Les véhicules électriques ne suffisent pas à eux seuls à atteindre les objectifs de réduction de carbone, ce qui signifie d’énormes changements de mode de vie pour beaucoup d’entre nous, alors que nous essayons de faire notre part pour lutter contre le changement climatique. Les gens devront conduire et voler moins, marcher et faire du vélo plus, et prendre les transports en commun. Nous devrons passer à une alimentation plus végétale et convertir les appareils électroménagers alimentés par des combustibles fossiles en électricité, pour ne citer que quelques ajustements imminents. La volonté des gens d’accepter ces changements et leur capacité à les mettre en œuvre seront cruciales pour notre succès à nous adapter au changement climatique et à atténuer ses impacts.

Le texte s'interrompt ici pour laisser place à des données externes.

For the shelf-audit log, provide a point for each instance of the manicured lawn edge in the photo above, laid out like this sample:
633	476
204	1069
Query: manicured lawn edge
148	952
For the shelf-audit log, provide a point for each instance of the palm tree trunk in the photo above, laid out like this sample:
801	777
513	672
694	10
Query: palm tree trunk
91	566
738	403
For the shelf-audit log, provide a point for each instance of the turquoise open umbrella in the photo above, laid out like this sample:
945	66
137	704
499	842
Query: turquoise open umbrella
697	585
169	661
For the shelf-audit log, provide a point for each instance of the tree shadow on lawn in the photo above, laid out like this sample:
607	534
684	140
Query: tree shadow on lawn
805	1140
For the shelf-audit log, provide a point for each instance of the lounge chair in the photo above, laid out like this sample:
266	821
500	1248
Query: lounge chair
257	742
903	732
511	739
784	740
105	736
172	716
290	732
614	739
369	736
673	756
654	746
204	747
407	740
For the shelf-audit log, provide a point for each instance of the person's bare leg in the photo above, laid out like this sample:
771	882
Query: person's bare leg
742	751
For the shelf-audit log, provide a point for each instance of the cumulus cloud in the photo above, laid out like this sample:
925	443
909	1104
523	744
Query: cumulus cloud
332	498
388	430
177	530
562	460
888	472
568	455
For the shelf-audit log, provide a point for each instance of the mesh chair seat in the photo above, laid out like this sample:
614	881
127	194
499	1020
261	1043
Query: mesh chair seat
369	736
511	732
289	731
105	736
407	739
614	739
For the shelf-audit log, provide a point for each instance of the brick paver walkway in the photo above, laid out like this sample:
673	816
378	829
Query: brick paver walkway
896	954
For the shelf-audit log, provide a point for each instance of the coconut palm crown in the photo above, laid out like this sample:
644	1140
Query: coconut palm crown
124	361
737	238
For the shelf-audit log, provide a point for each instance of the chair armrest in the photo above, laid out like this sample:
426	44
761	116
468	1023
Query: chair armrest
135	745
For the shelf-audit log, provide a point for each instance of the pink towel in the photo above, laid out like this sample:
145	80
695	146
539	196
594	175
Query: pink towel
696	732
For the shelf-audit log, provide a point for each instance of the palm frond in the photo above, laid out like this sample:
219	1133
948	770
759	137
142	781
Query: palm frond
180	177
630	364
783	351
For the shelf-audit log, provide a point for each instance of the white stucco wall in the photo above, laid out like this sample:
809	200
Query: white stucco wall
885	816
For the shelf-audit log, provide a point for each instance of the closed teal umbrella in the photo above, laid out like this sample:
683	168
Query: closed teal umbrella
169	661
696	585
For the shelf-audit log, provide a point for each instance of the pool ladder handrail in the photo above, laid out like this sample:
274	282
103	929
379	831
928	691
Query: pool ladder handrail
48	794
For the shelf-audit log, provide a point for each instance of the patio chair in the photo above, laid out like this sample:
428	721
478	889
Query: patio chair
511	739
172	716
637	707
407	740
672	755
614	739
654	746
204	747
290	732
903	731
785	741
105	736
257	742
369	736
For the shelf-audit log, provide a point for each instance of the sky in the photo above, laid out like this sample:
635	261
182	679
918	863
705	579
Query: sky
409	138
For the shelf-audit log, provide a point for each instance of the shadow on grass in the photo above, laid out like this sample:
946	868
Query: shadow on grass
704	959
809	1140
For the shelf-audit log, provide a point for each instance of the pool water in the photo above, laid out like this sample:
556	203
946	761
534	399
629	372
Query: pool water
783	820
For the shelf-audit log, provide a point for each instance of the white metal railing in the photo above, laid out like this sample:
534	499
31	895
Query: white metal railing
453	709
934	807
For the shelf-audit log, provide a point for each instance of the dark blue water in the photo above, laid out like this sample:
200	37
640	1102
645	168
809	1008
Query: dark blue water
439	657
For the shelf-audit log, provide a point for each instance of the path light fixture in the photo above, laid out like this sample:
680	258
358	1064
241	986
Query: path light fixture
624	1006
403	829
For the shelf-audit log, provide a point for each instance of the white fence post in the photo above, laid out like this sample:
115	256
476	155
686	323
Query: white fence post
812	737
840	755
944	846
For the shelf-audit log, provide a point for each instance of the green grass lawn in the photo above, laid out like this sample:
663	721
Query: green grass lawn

L’introduction de tout nouveau système engendre des perturbations qui créent des surprises, à la fois souhaitées et indésirables. Nous pouvons supposer en toute sécurité que le passage rapide aux véhicules électriques à grande échelle déclenchera sa juste part de mauvaises surprises, et prouvera l’adage selon lequel “la hâte fait du gaspillage”.
Adopter une approche d’ingénierie système
Ce qui m’a le plus frappé en écrivant la série, c’est que la transition EV est incroyablement fluide. Des changements majeurs dans la politique des transports et de l’énergie, la technologie des batteries et les stratégies des constructeurs automobiles sont annoncés presque quotidiennement, soulignant les nombreuses incertitudes. Compte tenu de la nature géopolitique de la transition, ces incertitudes ne feront que croître.

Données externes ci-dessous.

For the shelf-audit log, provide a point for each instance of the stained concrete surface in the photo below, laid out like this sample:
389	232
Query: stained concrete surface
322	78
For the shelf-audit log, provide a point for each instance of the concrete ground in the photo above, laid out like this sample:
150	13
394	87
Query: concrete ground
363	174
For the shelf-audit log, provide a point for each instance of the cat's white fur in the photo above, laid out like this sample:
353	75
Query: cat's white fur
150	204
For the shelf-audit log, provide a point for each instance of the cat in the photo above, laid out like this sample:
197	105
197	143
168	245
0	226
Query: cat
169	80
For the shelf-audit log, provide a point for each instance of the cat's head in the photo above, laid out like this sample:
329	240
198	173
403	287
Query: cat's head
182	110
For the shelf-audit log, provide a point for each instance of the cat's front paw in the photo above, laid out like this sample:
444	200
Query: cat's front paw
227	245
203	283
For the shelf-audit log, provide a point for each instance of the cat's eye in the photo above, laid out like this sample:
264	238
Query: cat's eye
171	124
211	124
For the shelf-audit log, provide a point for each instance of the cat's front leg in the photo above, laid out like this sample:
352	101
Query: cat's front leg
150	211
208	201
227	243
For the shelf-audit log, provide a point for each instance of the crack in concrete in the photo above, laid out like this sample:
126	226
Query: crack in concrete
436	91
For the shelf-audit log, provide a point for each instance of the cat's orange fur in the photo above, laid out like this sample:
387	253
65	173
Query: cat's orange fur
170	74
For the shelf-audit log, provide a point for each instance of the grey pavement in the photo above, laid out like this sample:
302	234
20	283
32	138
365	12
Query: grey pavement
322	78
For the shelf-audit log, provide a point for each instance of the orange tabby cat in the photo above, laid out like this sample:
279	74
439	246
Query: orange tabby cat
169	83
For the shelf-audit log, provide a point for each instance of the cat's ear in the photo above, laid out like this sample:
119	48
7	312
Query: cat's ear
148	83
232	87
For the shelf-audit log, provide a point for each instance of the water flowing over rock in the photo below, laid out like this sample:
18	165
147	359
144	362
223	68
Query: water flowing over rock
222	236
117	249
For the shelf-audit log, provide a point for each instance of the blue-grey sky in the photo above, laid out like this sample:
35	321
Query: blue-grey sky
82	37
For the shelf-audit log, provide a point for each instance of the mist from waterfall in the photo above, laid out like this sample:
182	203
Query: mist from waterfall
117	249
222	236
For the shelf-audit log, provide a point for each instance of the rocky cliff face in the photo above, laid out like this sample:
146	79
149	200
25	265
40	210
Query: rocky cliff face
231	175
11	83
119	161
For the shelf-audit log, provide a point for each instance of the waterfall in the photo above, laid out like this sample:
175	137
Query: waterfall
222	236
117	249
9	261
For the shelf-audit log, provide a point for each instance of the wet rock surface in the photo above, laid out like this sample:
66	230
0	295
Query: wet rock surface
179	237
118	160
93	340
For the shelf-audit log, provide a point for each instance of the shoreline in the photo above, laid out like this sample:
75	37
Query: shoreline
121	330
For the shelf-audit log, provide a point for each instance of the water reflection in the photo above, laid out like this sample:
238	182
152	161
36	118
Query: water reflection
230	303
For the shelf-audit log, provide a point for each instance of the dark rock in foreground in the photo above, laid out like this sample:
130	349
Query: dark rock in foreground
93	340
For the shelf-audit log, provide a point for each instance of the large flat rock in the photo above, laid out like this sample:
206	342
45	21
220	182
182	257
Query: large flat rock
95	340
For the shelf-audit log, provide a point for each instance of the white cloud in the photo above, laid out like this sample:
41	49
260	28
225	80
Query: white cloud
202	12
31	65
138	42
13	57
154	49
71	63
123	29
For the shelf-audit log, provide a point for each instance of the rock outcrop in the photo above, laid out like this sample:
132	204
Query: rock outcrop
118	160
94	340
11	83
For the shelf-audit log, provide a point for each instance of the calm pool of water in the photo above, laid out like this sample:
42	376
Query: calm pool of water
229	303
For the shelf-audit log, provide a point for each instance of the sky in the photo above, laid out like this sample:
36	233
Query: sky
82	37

Ces changements rapides montrent aussi la fragilité de la transition. Les appels désespérés des constructeurs automobiles pour plus de subventions gouvernementales ne sont pas rassurants. Les récentes baisses de prix de Tesla, par exemple, ont plongé l’industrie automobile dans la tourmente. Ni l’un ni l’autre n’est le signe d’un marché sûr de lui-même ou de son avenir.

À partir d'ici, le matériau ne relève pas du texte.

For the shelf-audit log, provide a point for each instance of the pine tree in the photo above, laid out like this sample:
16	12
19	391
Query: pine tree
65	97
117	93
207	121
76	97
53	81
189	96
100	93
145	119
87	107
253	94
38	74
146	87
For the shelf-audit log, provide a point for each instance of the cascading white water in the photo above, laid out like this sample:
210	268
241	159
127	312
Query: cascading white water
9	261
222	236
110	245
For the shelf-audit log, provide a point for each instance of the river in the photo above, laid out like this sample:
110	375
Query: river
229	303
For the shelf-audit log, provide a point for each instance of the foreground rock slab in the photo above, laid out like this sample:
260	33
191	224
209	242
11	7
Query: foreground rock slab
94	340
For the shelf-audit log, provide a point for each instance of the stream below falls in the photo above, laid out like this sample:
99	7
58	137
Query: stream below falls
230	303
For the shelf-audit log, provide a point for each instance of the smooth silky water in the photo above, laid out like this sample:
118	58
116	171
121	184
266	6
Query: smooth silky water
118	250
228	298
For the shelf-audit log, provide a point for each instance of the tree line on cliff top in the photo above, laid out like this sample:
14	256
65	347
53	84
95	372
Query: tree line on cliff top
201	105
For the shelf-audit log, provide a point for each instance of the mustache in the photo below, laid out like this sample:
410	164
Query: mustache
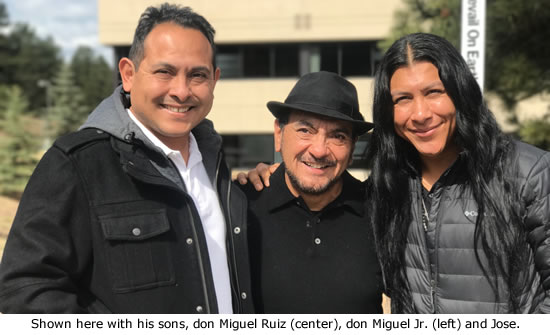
318	161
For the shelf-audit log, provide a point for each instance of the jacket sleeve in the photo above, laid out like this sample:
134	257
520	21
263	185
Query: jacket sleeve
48	248
536	194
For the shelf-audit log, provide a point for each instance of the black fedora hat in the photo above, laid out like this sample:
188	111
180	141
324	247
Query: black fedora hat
324	93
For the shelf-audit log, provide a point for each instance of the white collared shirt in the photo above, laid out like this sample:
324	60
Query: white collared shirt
206	201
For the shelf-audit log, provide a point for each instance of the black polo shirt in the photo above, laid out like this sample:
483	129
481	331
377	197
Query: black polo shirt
312	262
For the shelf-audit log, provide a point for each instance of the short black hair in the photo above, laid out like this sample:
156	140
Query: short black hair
182	16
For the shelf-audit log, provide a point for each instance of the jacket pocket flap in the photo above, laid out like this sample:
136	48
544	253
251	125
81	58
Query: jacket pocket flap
135	227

Cette fragilité est également évidente lorsque vous examinez les hypothèses trop optimistes et les nombreuses mises en garde enfouies dans les recommandations en matière de VE et de politique énergétique. Beaucoup de choses doivent aller parfaitement, et très peu de choses peuvent mal tourner pour que la transition EV se déroule comme prévu. Dans des moments comme ceux-ci, je me souviens de l’avertissement du physicien lauréat du prix Nobel Richard Feynman : « Pour qu’une technologie réussisse, la réalité doit primer sur les relations publiques, car la nature ne peut pas être dupe.
Il y a une cacophonie de bêtises jaillies par ceux qui plaident pour la transition EV et par ceux qui la dénoncent. Il est temps que les bêtises cessent et qu’une réflexion politique et systémique réaliste commence.
Cet article est paru dans le numéro imprimé d’avril 2023.